Understanding Phishing
The term phising come from the English word fishing (literally means the activity of catching fish), but in this case the intention is fishing the password informations. Phishing is a method used by hackers to steal paswords by tricking a target by using a fake login form on a fake website that resembles the original site.
In some cases, the fake site is not too similar due interface update from the original website. But, if the target are less cautions and had no experiences of the phishing methods, they can be trapped.

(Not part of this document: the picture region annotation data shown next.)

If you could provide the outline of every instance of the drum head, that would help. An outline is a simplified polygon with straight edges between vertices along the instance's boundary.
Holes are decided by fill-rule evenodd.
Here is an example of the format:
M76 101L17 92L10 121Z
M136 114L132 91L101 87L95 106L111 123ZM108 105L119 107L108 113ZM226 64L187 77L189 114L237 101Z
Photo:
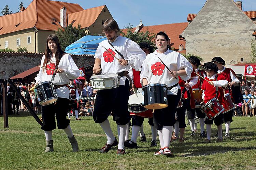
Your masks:
M147 109L161 109L168 107L168 105L162 103L154 103L148 104L145 106L144 107Z
M118 74L99 74L94 75L90 77L92 79L107 79L118 76Z
M144 98L141 93L137 93L129 96L128 104L134 105L142 104L144 101Z

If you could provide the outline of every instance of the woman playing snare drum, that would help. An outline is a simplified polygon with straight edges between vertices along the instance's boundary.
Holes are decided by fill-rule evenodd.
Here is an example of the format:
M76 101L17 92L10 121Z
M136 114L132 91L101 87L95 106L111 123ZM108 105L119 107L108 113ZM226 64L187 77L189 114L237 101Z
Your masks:
M53 83L56 87L58 100L55 103L42 106L43 124L41 129L44 131L46 142L44 152L53 151L52 131L56 128L55 114L58 128L64 130L68 135L73 152L77 152L77 143L69 125L70 122L67 119L69 102L69 90L67 86L69 83L69 79L77 78L80 75L80 72L71 55L61 50L56 35L51 35L47 38L45 54L41 60L41 67L55 71L40 68L39 73L35 78L37 81L35 85L51 81L54 73L56 73ZM57 68L56 69L56 68Z
M192 66L180 53L169 50L169 38L166 34L160 32L156 36L157 48L154 53L147 55L142 64L141 82L143 86L148 84L161 83L168 87L168 106L155 110L153 114L154 124L158 130L161 148L155 155L163 154L171 156L169 148L175 123L175 112L181 97L178 76L186 81L190 78L193 71ZM169 71L158 57L171 70Z

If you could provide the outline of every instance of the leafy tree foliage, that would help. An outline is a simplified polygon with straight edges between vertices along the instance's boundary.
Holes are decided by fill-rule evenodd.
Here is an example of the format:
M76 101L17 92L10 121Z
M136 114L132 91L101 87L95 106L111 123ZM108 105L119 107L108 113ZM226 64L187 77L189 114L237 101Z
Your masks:
M10 11L10 8L8 8L8 5L6 5L3 9L1 11L1 13L3 15L6 15L10 14L12 14L12 11Z
M58 30L55 31L55 33L59 38L60 46L63 50L67 47L87 35L84 30L81 29L80 24L79 24L77 28L70 24L64 28L64 31L59 28Z

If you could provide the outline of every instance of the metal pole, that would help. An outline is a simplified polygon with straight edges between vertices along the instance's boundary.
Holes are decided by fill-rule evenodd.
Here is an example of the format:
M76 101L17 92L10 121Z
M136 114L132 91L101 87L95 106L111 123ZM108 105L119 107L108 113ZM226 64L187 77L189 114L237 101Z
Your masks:
M14 84L13 84L12 81L10 78L8 79L8 81L9 82L9 83L10 83L10 85L11 85L11 86L13 88L13 90L15 91L15 92L19 97L21 101L22 101L22 102L23 102L23 103L26 106L28 111L32 115L32 116L34 117L35 119L35 120L37 121L38 124L41 125L41 126L42 126L43 125L43 122L42 122L41 120L40 120L39 118L38 117L34 111L32 109L32 108L31 108L30 106L28 104L28 103L27 101L26 101L25 99L24 99L23 97L21 95L21 94L19 92L17 88L16 88L16 86L15 86L15 85L14 85Z

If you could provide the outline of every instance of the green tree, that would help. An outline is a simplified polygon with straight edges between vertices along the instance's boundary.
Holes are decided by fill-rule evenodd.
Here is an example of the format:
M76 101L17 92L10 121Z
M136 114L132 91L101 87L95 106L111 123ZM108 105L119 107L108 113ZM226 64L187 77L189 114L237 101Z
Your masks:
M256 41L253 39L252 40L251 43L251 51L252 52L251 54L251 63L256 63Z
M19 8L18 8L18 9L19 10L19 11L18 11L18 12L20 12L20 9L22 8L23 6L23 3L22 2L20 2L20 3L19 4Z
M121 31L122 36L130 38L137 44L141 42L147 42L152 47L155 47L155 42L153 40L156 36L156 34L150 33L148 31L145 32L139 32L134 34L132 29L132 25L129 24L129 26L125 28L127 30L126 34Z
M0 53L2 52L13 52L15 51L12 49L9 48L6 48L4 49L0 49Z
M59 28L55 31L55 33L59 38L61 48L63 50L66 47L87 35L84 30L81 29L80 24L78 24L77 28L71 24L65 28L64 31Z
M27 48L25 47L22 47L20 46L17 48L17 52L19 53L27 53L28 51Z
M1 13L3 15L9 15L10 14L12 14L12 11L10 11L10 8L8 8L8 5L6 5L3 10L1 11Z

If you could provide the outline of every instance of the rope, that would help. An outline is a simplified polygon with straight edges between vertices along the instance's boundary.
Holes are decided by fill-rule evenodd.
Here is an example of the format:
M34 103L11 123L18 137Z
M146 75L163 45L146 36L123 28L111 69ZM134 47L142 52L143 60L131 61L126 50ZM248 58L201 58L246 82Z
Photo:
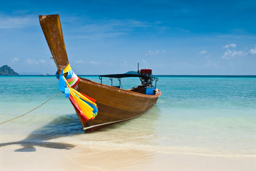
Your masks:
M39 106L37 106L36 108L35 108L31 110L30 111L29 111L29 112L27 112L27 113L26 113L21 115L19 115L19 116L18 116L18 117L16 117L16 118L13 118L13 119L6 120L6 121L5 121L5 122L4 122L4 123L1 123L0 125L4 124L4 123L8 123L8 122L10 122L10 121L11 121L11 120L18 119L19 118L21 118L21 117L22 117L22 116L26 115L26 114L31 113L31 111L33 111L33 110L37 109L38 108L42 106L43 105L44 105L46 102L48 102L49 100L50 100L51 98L54 98L56 95L58 95L59 93L61 93L61 91L59 91L56 95L54 95L54 96L52 96L51 98L50 98L49 99L48 99L47 100L46 100L45 102L44 102L43 103L41 103L41 105L39 105Z

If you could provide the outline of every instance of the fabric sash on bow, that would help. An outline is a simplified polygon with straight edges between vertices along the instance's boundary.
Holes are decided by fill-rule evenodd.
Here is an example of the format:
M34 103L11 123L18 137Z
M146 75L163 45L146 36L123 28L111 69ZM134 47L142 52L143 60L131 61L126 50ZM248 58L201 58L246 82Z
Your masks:
M64 76L63 73L67 73L67 76ZM65 93L67 98L69 98L77 113L84 123L90 119L94 119L97 114L98 109L95 103L96 100L73 88L78 83L79 79L69 64L59 75L59 89Z

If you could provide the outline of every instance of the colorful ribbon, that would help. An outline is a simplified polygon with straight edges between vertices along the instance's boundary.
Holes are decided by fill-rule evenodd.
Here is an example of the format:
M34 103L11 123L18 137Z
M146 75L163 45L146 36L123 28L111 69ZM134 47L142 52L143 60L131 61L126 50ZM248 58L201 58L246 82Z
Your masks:
M64 76L63 73L67 73ZM84 123L94 119L97 114L98 109L96 100L87 95L74 90L80 78L72 71L69 64L61 72L59 79L59 89L69 98L77 113Z

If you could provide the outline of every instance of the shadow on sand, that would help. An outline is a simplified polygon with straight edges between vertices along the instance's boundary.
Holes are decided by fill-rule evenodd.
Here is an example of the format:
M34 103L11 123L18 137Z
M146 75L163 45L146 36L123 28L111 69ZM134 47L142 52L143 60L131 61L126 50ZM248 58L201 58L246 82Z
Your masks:
M1 143L0 147L10 145L20 145L23 147L15 150L15 152L35 152L35 146L69 150L75 147L75 145L63 142L48 142L48 140L82 133L84 133L84 131L77 115L66 115L60 116L47 125L34 130L24 140Z

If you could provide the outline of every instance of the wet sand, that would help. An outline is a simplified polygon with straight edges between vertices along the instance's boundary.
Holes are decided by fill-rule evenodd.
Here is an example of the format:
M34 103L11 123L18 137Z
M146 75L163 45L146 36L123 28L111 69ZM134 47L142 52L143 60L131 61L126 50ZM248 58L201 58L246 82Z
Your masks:
M69 150L0 147L1 170L256 170L255 157L174 154L134 147L75 145Z

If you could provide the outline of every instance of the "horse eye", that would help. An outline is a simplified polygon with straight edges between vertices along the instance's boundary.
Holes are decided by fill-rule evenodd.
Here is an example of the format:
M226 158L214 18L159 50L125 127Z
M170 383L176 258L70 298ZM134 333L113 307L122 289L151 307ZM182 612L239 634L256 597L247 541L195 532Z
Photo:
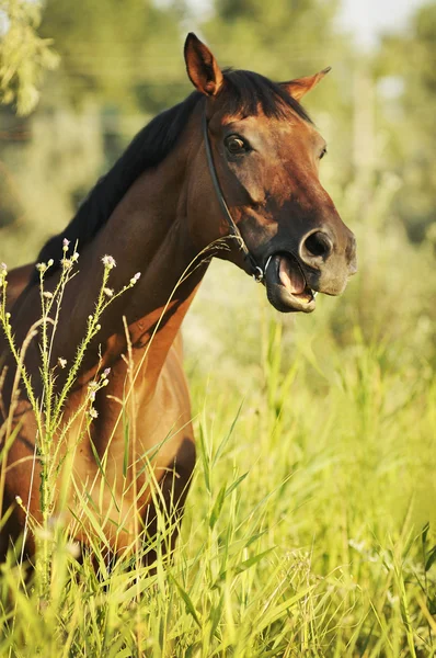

A good hacker could make the fake website looks really similar to the original one and they words to trap their target looks really convincing.
How Phishing Works
To avoid phishing, first we need to know how it works:
01. The hackers would give us the fake links that seems similar to the original website. For example link to Facebook, which is faceb00k.com (fake) instead of facebook.com (original). This links can be spread to us by many ways. It can be through emails, social media, interesting images and also by persuasions on others.
02. After clicking, we will be directed to a fake website such as Facebook login form with words and interface that convinced that we have logout from our account and ask us to re-enter our username and password to log in. We hardly think it is weird and realize it is a clone website and would fill the username and password without any suspicion.
03. Anything we type into that form will be stored on the hacker's server. They can see what we fill in the username and password. This is how they get access to our account.
04. Next, our account will be taken over. The hackers may use our account to spread the url phishing to the next victim and also can much more worst damage by using our account.
Hacking the passwords with phishing method is one of the simplest practice, and that is why we can found a lot of referrred links that will direct us to the web phishing or the fake web.
It is really easy as setting a blog. Not just that, by creating an artificial name or site that does not exactly match also can achieve the phishing ac as long as it can convince the target. It can be the phishing site with insignificant rewards such as "how to get free gems for Clash of Clans" and first they need to do is to put their username and password. This is how the target can easily trapped by 'blinding' them with the fake rewards.